Opsound – the Gift Economy in Action
Online radio, streamed music and mp3 downloads are certainly nothing new. The web is filled with independent broadcasters, but as online radio has become mainstream, so has the music, and there is often little different between online and traditional radio.
Opsound (
www.opsound.org), a pioneer of online music sharing, is a site where you are guaranteed to find experimental and cutting edge music. Where else can you choose from genres like
blip, found sound, math, microsound, shoegazer, spoken and even
undefinable? The brainchild of artist Sal Randolph, Opsound is not a commercial venture. It is “the gift economy in action.” Musicians and sound artists are invited to upload their work into the site’s pool of online music. Then, anyone can download, listen to and even remix and re-use the sounds — and it is fully legal and free!
Opsound operates with a “copyleft” license, the Attribution-ShareAlike License developed by Creative Commons (
www.creativecommons.org), which essentially means that the music on the site can be re-used and incorporated into other music, as long as the new music attributes the original author and is likewise released under the same ShareAlike License. In other words, the music is free and must remain free.

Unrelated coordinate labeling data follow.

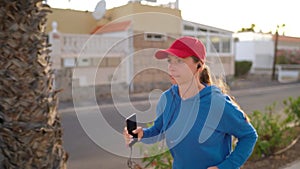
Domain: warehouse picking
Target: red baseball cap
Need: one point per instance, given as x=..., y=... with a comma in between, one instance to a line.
x=184, y=47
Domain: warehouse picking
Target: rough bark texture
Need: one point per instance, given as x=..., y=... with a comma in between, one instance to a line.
x=30, y=128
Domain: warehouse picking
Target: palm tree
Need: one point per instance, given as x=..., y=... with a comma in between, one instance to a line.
x=30, y=127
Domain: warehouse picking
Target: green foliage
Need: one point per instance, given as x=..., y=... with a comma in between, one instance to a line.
x=292, y=108
x=161, y=161
x=274, y=130
x=242, y=68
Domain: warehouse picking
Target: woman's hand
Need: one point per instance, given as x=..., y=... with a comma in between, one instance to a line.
x=214, y=167
x=129, y=138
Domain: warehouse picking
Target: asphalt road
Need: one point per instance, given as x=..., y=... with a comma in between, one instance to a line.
x=100, y=150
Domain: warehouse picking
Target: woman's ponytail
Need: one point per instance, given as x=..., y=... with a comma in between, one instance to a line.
x=205, y=76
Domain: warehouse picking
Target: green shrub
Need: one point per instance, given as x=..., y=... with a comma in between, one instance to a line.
x=242, y=68
x=292, y=109
x=274, y=131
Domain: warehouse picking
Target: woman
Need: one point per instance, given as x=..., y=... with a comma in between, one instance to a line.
x=195, y=117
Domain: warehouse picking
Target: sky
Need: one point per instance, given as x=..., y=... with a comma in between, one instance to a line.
x=225, y=14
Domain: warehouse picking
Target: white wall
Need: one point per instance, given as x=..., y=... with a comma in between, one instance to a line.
x=261, y=53
x=245, y=51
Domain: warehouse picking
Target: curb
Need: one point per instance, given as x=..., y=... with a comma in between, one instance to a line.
x=144, y=97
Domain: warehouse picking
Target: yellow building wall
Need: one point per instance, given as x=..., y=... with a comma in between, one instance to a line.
x=146, y=18
x=71, y=21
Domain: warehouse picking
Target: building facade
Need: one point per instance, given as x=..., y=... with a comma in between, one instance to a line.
x=119, y=48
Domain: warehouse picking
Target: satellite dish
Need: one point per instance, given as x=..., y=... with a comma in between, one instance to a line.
x=99, y=10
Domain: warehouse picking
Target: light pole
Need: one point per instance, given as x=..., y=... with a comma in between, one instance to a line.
x=275, y=50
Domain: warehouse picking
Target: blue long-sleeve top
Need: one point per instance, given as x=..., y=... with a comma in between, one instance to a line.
x=199, y=130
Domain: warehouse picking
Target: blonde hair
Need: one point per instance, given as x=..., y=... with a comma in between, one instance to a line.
x=206, y=78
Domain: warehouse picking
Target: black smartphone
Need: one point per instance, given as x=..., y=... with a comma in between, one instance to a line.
x=131, y=124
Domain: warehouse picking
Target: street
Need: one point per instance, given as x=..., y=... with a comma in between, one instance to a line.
x=87, y=153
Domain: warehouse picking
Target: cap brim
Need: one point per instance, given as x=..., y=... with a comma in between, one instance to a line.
x=162, y=54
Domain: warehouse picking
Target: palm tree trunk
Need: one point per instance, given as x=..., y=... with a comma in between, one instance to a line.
x=30, y=127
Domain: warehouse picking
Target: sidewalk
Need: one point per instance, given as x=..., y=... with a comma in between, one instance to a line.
x=294, y=165
x=241, y=86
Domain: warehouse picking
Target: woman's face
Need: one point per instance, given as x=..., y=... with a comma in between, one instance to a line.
x=181, y=70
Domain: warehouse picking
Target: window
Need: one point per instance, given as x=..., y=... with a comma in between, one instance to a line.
x=226, y=45
x=110, y=62
x=83, y=62
x=201, y=30
x=154, y=37
x=188, y=28
x=215, y=44
x=202, y=39
x=69, y=62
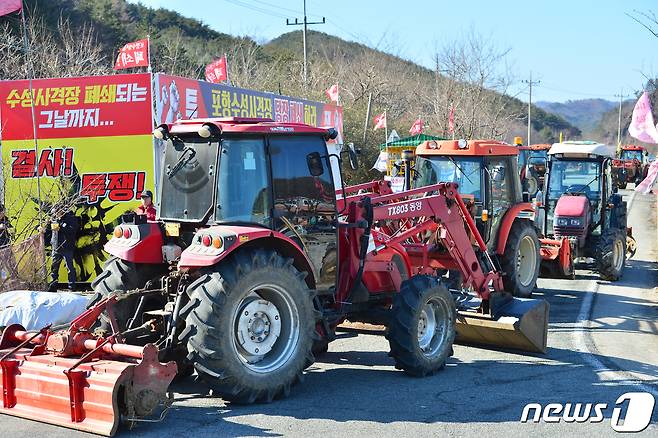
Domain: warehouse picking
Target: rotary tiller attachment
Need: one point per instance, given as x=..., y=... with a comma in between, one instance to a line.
x=74, y=379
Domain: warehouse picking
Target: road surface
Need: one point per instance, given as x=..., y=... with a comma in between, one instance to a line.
x=603, y=342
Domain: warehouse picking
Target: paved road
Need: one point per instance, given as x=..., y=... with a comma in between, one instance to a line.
x=603, y=343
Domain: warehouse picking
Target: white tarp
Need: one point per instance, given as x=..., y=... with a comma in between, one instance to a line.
x=34, y=310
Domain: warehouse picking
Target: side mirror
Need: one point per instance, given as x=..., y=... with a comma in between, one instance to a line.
x=352, y=153
x=498, y=174
x=314, y=163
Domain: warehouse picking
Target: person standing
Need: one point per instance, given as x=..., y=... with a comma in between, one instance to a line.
x=146, y=208
x=62, y=240
x=5, y=227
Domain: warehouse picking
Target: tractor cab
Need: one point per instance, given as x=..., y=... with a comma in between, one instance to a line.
x=484, y=170
x=238, y=176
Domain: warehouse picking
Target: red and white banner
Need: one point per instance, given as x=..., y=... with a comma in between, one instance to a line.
x=417, y=127
x=9, y=6
x=332, y=93
x=380, y=121
x=642, y=125
x=451, y=119
x=135, y=54
x=216, y=71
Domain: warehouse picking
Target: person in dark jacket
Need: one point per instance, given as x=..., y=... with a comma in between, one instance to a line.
x=5, y=228
x=63, y=235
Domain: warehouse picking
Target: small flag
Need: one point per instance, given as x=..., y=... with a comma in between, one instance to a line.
x=417, y=127
x=332, y=93
x=380, y=121
x=9, y=6
x=451, y=119
x=135, y=54
x=216, y=71
x=642, y=127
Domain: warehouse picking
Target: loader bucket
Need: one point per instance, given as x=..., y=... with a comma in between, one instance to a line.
x=517, y=324
x=92, y=396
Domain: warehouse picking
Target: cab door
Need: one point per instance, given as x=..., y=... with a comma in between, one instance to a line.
x=305, y=203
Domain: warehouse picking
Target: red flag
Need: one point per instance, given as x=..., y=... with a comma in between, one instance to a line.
x=332, y=93
x=451, y=119
x=380, y=121
x=417, y=127
x=216, y=71
x=135, y=54
x=9, y=6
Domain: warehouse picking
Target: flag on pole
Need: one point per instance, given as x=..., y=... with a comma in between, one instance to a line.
x=417, y=127
x=216, y=71
x=9, y=6
x=642, y=124
x=135, y=54
x=451, y=119
x=332, y=93
x=380, y=121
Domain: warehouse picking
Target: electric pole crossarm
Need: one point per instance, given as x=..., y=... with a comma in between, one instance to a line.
x=304, y=23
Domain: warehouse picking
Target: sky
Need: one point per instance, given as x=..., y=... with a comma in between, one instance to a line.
x=577, y=49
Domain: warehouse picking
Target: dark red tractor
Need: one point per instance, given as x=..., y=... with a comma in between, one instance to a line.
x=631, y=166
x=256, y=258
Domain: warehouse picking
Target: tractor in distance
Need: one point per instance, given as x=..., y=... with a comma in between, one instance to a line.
x=580, y=202
x=631, y=166
x=255, y=259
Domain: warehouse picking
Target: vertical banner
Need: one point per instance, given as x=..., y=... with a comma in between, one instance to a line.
x=95, y=149
x=179, y=98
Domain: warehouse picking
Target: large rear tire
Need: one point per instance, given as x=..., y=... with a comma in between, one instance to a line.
x=421, y=330
x=521, y=259
x=610, y=254
x=250, y=325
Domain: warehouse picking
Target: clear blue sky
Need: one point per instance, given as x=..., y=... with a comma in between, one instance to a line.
x=577, y=48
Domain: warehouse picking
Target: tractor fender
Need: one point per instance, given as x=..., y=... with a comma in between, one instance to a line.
x=198, y=255
x=522, y=210
x=140, y=244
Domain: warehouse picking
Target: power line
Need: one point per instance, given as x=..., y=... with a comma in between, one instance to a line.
x=304, y=23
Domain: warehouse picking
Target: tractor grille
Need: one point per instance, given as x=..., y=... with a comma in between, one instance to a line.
x=566, y=231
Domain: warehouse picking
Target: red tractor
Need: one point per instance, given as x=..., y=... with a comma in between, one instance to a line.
x=631, y=166
x=255, y=259
x=581, y=204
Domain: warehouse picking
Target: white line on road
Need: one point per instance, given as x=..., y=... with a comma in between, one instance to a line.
x=581, y=346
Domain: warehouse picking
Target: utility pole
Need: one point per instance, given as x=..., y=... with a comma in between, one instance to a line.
x=621, y=99
x=304, y=23
x=530, y=83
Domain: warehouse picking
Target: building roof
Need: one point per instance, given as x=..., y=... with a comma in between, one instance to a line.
x=582, y=149
x=476, y=148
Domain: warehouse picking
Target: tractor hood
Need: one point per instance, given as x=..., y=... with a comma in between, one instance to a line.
x=572, y=206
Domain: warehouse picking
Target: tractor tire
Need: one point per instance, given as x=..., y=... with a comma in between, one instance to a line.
x=610, y=254
x=250, y=326
x=421, y=330
x=117, y=276
x=521, y=260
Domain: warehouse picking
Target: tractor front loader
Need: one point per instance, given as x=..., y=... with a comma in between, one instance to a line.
x=260, y=252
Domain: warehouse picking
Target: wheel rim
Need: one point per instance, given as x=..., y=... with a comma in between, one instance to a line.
x=432, y=326
x=618, y=255
x=526, y=261
x=266, y=328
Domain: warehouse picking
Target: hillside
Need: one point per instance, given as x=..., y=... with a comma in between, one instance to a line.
x=183, y=46
x=583, y=113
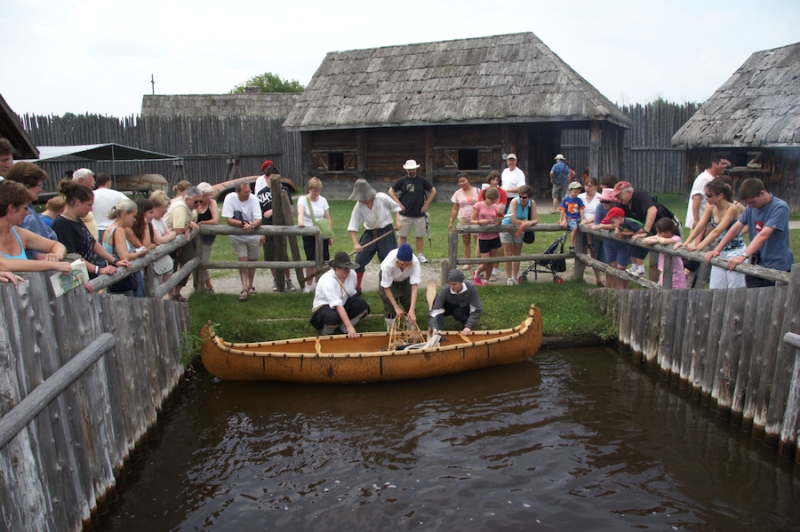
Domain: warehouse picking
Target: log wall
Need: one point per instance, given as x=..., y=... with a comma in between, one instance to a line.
x=724, y=347
x=61, y=470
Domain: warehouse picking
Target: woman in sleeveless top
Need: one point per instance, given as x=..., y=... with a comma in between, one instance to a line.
x=720, y=214
x=116, y=243
x=14, y=200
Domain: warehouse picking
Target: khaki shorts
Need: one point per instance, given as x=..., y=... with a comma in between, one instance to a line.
x=407, y=223
x=247, y=249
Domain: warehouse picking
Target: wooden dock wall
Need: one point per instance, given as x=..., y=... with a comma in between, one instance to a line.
x=61, y=469
x=725, y=347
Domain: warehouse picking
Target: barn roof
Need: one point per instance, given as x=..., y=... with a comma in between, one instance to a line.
x=759, y=105
x=500, y=79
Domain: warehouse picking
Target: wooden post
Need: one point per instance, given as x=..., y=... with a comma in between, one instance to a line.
x=277, y=219
x=452, y=250
x=429, y=156
x=666, y=275
x=715, y=324
x=594, y=148
x=319, y=248
x=445, y=268
x=767, y=301
x=579, y=266
x=286, y=208
x=784, y=368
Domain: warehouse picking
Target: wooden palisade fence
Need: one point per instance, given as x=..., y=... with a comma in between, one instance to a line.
x=734, y=350
x=73, y=416
x=724, y=347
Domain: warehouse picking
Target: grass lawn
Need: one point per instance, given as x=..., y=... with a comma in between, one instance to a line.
x=566, y=309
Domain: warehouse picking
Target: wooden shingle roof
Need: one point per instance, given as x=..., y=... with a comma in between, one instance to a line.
x=759, y=105
x=500, y=79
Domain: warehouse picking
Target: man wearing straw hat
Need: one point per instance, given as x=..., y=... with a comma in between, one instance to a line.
x=335, y=302
x=374, y=210
x=413, y=193
x=458, y=298
x=399, y=281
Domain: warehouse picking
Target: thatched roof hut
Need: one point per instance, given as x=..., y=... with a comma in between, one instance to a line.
x=492, y=95
x=12, y=130
x=754, y=118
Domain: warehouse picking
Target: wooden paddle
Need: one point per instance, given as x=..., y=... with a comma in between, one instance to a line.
x=326, y=268
x=431, y=295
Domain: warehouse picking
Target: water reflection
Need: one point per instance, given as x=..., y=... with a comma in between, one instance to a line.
x=573, y=439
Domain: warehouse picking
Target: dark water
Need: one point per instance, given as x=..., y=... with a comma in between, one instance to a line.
x=571, y=440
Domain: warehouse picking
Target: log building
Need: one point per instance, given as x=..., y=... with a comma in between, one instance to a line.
x=452, y=105
x=754, y=119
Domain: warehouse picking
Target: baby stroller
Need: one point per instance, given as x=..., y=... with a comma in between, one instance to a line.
x=552, y=266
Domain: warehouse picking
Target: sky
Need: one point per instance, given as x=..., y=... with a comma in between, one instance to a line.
x=98, y=56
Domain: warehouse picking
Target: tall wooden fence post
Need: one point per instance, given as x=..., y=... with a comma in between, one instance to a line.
x=452, y=249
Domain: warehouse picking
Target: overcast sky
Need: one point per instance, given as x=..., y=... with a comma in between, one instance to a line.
x=97, y=56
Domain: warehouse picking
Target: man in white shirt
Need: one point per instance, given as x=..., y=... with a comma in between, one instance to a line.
x=242, y=210
x=104, y=198
x=399, y=280
x=85, y=177
x=374, y=210
x=697, y=205
x=335, y=301
x=512, y=178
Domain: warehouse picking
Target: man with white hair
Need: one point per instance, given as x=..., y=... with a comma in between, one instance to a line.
x=105, y=197
x=85, y=177
x=181, y=218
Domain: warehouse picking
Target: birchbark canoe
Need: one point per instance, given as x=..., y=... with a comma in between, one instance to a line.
x=339, y=359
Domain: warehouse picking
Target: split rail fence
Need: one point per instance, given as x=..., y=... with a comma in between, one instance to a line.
x=84, y=378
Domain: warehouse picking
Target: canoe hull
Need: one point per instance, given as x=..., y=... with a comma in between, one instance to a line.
x=342, y=360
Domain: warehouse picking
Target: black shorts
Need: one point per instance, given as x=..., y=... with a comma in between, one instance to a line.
x=486, y=246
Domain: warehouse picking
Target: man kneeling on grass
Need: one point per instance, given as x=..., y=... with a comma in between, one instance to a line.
x=458, y=298
x=335, y=302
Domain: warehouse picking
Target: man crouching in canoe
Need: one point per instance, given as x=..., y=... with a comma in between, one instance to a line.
x=335, y=301
x=459, y=298
x=399, y=280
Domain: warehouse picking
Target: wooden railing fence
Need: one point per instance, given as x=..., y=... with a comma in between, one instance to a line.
x=75, y=416
x=723, y=345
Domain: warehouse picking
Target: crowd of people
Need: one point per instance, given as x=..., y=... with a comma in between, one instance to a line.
x=108, y=230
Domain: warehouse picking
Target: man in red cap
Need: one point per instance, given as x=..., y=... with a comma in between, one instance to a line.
x=640, y=206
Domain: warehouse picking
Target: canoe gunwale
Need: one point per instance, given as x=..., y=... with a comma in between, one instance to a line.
x=241, y=349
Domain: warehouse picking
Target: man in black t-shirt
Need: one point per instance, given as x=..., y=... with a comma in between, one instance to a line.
x=414, y=194
x=639, y=205
x=264, y=195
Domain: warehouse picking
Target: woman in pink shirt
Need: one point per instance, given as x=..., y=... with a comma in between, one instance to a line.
x=464, y=200
x=487, y=212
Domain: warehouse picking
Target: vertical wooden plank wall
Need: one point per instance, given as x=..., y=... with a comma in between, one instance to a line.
x=725, y=347
x=59, y=471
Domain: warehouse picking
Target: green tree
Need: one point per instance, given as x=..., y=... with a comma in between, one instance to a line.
x=269, y=82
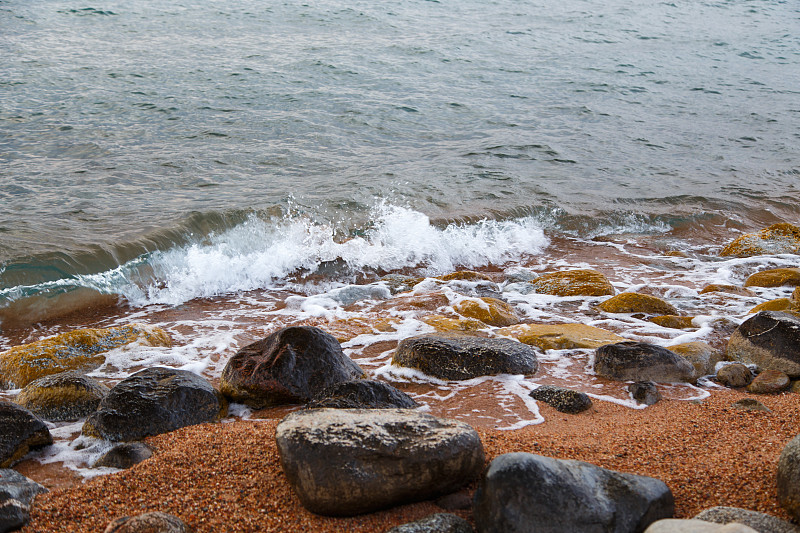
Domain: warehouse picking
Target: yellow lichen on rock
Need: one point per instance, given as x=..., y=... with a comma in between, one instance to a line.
x=634, y=302
x=561, y=336
x=81, y=350
x=488, y=310
x=582, y=282
x=777, y=239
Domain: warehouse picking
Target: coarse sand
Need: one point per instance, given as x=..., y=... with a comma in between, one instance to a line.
x=227, y=477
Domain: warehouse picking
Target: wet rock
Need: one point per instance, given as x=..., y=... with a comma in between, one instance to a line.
x=488, y=310
x=760, y=522
x=124, y=455
x=454, y=356
x=343, y=462
x=522, y=489
x=561, y=336
x=639, y=361
x=776, y=277
x=154, y=401
x=734, y=375
x=155, y=522
x=20, y=431
x=81, y=350
x=769, y=340
x=435, y=523
x=582, y=282
x=769, y=382
x=633, y=302
x=644, y=392
x=292, y=365
x=62, y=397
x=362, y=394
x=777, y=239
x=562, y=399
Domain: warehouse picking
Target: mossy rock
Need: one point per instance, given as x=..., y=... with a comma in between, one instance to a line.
x=488, y=310
x=80, y=350
x=777, y=239
x=776, y=277
x=633, y=302
x=561, y=336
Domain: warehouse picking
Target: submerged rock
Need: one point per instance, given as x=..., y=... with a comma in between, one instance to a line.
x=455, y=356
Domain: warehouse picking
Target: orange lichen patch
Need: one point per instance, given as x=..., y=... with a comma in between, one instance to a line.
x=583, y=282
x=561, y=336
x=81, y=350
x=776, y=277
x=488, y=310
x=633, y=302
x=777, y=239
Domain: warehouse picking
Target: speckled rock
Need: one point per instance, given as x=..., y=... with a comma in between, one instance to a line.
x=292, y=365
x=455, y=356
x=633, y=302
x=82, y=350
x=519, y=490
x=562, y=399
x=582, y=282
x=777, y=239
x=62, y=397
x=769, y=340
x=20, y=431
x=343, y=462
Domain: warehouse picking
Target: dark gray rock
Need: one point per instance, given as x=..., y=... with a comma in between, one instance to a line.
x=125, y=455
x=640, y=361
x=770, y=340
x=562, y=399
x=362, y=394
x=523, y=492
x=20, y=431
x=292, y=365
x=343, y=462
x=457, y=356
x=153, y=401
x=761, y=522
x=435, y=523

While Opsound is obviously not the place to find top-twenty hits, its online pool is full of lyrical, noisy, quirky and wonderful finds. It has a critical mass of high quality electronic sounds, and is also a familiar hotspot in the international electro community. Still, you will find a whole range of styles and genres there. Some of the newest additions to the pool include “Self-reflective Temper Management” by The Walt, a Dutch post-hardcore band, “Lying Down” an ambient composition based on the Alexander Technique, and a gorgeous country single “Dance with a Stranger.” Some music has a touch of the amateur and the obscure, but listening in to the Opsound stream, a randomly generated mix of the pool, is always a source of real finds from all over the world.
At a time when US Internet broadcasters are facing off with the record industry over royalties, and as their royalty rates threaten to rise between 300 and 1200 percent (see:
www.savenetradio.org), Opsound’s copyleft model seems like a recipe for survival. However, for Randolph copyleft is an artistic and ethical principle more than a marketing strategy, and her site of contributors is full of sound-makers who share her philosophy. A gift is free but carries the obligation to keep on giving. The result is a vital community of exchange — and creative surplus!